ABD Temsilciler Meclisi’nden 170’ten fazla vekil, Dışişleri Bakanı Antony Blinken’a bir mektup yazarak “Joe Biden idaresini, Türkiye ile kuracağı münasebetleriyle ilgili siyasetini formüle ederken sıkıntılı insan hakları sıkıntılarına de vurgu yapması” için uyardı.
Demokrat ve Cumhuriyetçi Parti’den vekillerin ortak olarak kaleme aldığı 26 Şubat tarihli mektupta, NATO müttefiki Türkiye’nin değerli bir ortak olduğunu lakin Cumhurbaşkanı Recep Tayyip Erdoğan’ın idaresinin bağlarda tansiyona yol açtığı tabir ediliyor:
“İkili münasebetlerimizde stratejik sorunlara haklı olarak ehemmiyet verilmiştir, fakat Türkiye’de insan haklarının büyük oranda ihlal edilmesi ve demokratik yoldan sapılması da birebir formda kıymetli bir tasa sebebidir.”
Pazartesi günü kamuoyuna duyurulan mektupta, Dış Bağlar Komitesi’nin Demokrat Lideri Greg Meeks ve tekrar tesirli vekillerden Mike McCaul’ün de imzası var.
Erdoğan‘dan iş birliği iletisi
Cumhurbaşkanı ve AKP Genel Lideri Recep Tayyip Erdoğan, 20 Şubat’ta Türk Amerikan Ulusal Yönlendirme Komitesi’nin televizyon kanalında gerçekleştirilen programa gönderdiği görüntü iletide “PKK terör örgütü ve uzantılarıyla çaba konusunda NATO müttefikimizden istek ettiğimiz takviyesi ve dayanışmayı göremedik. FETÖ elebaşıyla ilgili 4 yıldır hiçbir adım atılmaması da milletimizi ve 251 şehidimizin ailesini derinden yaralamıştır. Türkiye olarak, Amerika ile ortak menfaatlerimizin görüş ayrılıklarımızdan çok daha fazla olduğu inancındayız. Bu anlayışla uzun vadeli bir perspektifle kazan-kazan temelinde yeni Amerikan idaresiyle iş birliğimizi daha da güçlendirmek istiyoruz” demişti.
20 Ocak’ta vazifeye gelen ABD Lideri Joe Biden ile Cumhurbaşkanı Erdoğan ortasında ise şimdi telefon görüşmesi yapılmadı.
‘Muhalifler haksız yere mahpusa atıldı’
Mektupta vekiller Türkiye’deki hak ve özgürlükler konusunda kaygılarına yer verirken “Erdoğan ve partisinin Türk yargısını güçsüz hale getirdiğini; siyasi müttefiklerini kilit kıymetteki askeri ve istihbarat pozisyonlarına getirdiğini; muhaliflerini, gazetecileri ve azınlık kümelere mensup bireyleri haksız yere mahpusa attığını” tabir etti.
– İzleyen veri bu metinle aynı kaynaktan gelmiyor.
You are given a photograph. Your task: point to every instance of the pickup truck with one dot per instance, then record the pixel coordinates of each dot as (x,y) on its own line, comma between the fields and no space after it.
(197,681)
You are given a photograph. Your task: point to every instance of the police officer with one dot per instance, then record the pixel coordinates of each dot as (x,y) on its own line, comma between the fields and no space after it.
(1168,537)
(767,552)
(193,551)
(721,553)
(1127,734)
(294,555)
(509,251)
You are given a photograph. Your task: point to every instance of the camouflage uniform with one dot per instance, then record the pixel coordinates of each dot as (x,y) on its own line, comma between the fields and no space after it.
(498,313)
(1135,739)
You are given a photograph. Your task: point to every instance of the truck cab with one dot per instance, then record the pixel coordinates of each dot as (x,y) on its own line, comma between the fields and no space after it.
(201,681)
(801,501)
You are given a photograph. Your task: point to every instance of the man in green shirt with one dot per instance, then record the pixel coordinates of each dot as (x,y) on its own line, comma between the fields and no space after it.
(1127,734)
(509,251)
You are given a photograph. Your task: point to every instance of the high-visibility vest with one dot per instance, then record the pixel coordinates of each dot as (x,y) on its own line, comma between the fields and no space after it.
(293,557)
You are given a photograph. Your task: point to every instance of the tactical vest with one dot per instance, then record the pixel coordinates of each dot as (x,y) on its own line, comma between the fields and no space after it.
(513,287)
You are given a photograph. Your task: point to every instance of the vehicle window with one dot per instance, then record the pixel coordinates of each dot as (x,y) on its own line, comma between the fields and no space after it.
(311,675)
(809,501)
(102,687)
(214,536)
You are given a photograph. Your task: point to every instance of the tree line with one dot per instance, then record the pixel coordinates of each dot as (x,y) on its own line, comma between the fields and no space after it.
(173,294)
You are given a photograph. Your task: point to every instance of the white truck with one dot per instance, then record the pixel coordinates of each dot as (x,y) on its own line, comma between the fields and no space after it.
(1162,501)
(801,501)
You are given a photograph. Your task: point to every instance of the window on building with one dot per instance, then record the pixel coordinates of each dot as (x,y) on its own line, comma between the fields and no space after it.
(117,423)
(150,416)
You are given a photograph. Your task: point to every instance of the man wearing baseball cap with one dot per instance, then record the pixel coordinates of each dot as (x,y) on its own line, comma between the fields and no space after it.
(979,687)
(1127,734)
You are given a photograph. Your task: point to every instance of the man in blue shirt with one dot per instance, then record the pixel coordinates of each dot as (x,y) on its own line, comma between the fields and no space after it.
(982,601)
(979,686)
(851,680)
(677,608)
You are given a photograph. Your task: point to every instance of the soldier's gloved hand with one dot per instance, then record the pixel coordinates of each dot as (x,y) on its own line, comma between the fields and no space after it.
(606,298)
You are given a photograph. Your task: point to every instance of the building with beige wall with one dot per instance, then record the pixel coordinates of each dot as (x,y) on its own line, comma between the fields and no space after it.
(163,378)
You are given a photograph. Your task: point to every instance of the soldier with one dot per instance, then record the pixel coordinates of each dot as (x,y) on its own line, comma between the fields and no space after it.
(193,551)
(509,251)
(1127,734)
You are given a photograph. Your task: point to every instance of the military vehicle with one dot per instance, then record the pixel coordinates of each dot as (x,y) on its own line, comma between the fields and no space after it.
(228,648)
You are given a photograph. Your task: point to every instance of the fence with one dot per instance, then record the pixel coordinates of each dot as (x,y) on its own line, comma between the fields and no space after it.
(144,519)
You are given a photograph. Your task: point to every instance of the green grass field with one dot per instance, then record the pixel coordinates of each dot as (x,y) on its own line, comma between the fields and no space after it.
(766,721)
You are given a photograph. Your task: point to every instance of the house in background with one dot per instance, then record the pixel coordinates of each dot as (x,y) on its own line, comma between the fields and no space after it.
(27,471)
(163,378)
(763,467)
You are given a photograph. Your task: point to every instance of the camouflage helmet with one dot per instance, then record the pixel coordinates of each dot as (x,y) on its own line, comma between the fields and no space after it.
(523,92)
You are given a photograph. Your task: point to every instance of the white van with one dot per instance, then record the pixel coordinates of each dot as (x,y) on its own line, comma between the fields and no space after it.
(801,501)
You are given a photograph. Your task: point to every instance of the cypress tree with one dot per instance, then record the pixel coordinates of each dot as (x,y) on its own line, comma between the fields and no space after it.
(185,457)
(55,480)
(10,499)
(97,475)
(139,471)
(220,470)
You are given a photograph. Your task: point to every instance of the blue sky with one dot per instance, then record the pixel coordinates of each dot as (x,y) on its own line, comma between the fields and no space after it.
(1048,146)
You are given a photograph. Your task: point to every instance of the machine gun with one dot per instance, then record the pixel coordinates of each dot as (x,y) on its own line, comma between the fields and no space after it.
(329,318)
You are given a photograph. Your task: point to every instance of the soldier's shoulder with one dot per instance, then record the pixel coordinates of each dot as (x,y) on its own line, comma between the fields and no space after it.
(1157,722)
Erdoğan’ın Mayıs 2017’deki ziyareti sırasında Washington’da bulunan Türkiye büyükelçiliği konutunun önünde yaşanan hengameye da değinilen mektupta şu tabirlere yer verildi:
“Ziyaret sırasında Türk muhafazalar barışçıl protestoculara ve federal çalışanlara saldırdığında, Erdoğan hükümeti kendi üslubunu Washington sokaklarına bile taşımış oldu. Erdoğan’ın muhafazalarından dördü olaydan ötürü ABD’de hala yargılanıyor. Fakat Türkiye’de ise serbestçe dolaşabiliyorlar.”
Stratejik müttefik olarak kalmanın iki ülkenin karşılıklı çıkarı olacağı söz edilen mektupta, mevcut ilgilerin onarılabilmesi için Erdoğan ve partisinin davranışlarını değiştirmesi gerektiği belirtildi.
Uyuşmazlıklar sürüyor
Washington ve Ankara idareleri bir müddettir bir dizi mevzuda uyuşmazlık halinde. Bu uyuşmazlıkların başında ise Türkiye’nin Rusya’dan S-400 hava savunma sistemi alması geliyor.
Bu sebeple ABD, Aralık ayında Türkiye’ye CAATSA kapsamında uygulanacak yaptırımları açıkladı, Savunma Sanayii Başkanlığı ve kurumun yetkilileri yaptırım listesine alındı. Ayrıyeten Türkiye’yi F-35 savaş uçağı programından çıkardı.
Türkiye ise ABD’yi Suriye’nin kuzeyinde YPG’ye takviye vermekle suçluyor. Öte yandan Ankara, Fethullah Gülen’in Türkiye’ye iadesi konusunda da Washington idaresinin rastgele bir adım atmadığını söylüyor.